HISCL anti-SARS-CoV-2 immunoassay was developed to quantify the titer of IgG and IgM antibodies in human serum or plasma. HISCL was operated in a fully automatic manner using the chemiluminescent sandwich principle. In this system, the serum or plasma sample first reacted with SARS-CoV-2-specific recombinant antigens bound to magnetic beads. After bound/free separation, the antigen–antibody complex was incubated with an alkaline phosphatase-conjugated antibody against human IgG or IgM to form a sandwich immunocomplex. After a second bound/free separation, a luminescent substrate was added into the solution to allow for luminescence measurement. Chemiluminescence intensity was acquired within 17 min following the addition of the substrate. The temperature of the reaction chamber was maintained at 42 °C throughout the procedure.

Analytical performance

Calibrator and control preparation

Calibrators and controls were prepared using commercially available SARS-CoV-2 positive samples from Cantor Bioconnect (Toronto, Canada) and TRINA BIOREACTIVES (Naenikon, Switzerland). The calibrators were prepared by serial dilutions of SARS-CoV-2 positive samples with phosphate buffer. Each calibrator was measured three times. The assigned value of the calibrator was defined based on the cut-off values. The assay value of the antibody was calculated from the standard curve obtained from the logistic regression analysis.

Interferences

Potential interference materials were added to SARS-CoV-2 patient plasma up to the following concentrations: free-form bilirubin (up to 200 mg/L), conjugated-form bilirubin (up to 200 mg/L), chyle (up to 1600 FTU), hemoglobin (up to 500 mg/L), and rheumatoid factor (up to 4000 IU/L). These reagents were obtained from Interference Check A Plus and Interference Check Rheumatoid Factor (Sysmex Corporation).

Cross-reactivity

The specificity of the novel assay was evaluated by measuring samples with recombinant proteins from coronaviruses strains (SARS-CoV-2, SARS1, MERS, OC43, HKU1, 229E, NL63). Each antigen was added to the commercially available SARS-CoV-2 antibody-positive and negative samples so that the final concentration of the antigen in the measured sample was 20 µg/mL. Cross-reactivity was assessed based on the rate of inhibition by antigen addition.

Clinical performance

Determination of sensitivity, specificity, and area under the curve (AUC)

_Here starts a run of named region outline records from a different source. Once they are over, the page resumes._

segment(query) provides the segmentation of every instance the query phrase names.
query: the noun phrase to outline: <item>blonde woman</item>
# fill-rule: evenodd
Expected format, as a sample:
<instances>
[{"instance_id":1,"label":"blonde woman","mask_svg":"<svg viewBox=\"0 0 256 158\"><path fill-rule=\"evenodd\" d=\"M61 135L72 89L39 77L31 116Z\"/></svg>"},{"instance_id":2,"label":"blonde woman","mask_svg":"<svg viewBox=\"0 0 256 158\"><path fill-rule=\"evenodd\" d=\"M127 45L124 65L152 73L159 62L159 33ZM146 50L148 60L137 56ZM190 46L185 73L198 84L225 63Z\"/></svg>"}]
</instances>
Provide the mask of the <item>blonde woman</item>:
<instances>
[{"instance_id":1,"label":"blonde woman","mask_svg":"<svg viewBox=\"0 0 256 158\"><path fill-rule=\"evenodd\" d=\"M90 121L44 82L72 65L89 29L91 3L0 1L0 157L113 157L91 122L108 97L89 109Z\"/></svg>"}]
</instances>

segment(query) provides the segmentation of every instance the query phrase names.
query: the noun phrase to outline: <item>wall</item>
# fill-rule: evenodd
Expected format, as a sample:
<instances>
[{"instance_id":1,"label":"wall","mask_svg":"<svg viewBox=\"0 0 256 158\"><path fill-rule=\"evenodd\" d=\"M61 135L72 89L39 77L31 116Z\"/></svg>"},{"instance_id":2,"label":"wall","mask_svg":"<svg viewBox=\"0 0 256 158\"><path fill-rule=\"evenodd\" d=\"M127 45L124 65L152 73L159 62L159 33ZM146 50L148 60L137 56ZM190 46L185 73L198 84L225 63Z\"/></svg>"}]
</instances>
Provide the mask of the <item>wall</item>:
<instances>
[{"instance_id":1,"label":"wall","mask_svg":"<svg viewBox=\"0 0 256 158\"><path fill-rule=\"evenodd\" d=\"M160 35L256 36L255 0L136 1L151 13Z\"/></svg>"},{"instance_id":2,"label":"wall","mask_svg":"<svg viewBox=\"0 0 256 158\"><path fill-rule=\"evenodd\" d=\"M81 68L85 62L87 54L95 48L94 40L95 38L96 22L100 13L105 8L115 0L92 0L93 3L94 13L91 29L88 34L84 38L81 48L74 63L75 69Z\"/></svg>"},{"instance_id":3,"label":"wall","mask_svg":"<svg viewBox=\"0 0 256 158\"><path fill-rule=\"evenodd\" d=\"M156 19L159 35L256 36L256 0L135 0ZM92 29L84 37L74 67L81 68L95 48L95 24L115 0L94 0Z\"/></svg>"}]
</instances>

To determine the AUC, sensitivity, and specificity, 500 negative and 60 positive serum samples were measured with each assay. AUC was determined by analyzing a receiver operating characteristic (ROC) curve. The sensitivity and specificity were calculated using a threshold point defined based on the Youden Index.

Statistical analysis

The overall diagnostic accuracies of each antibody marker were evaluated by ROC analysis and non-parametric pairwise comparisons were evaluated by Mann–Whitney U test using StatFlex v.7.0 software (Artech Co. Ltd., Osaka, Japan). R version 3.6.3 (The R Foundation for Statistical Computing, Vienna, Austria) was used to perform the Steel–Dwass test for non-parametric multiple comparisons. Differences were considered significant if P < 0.05.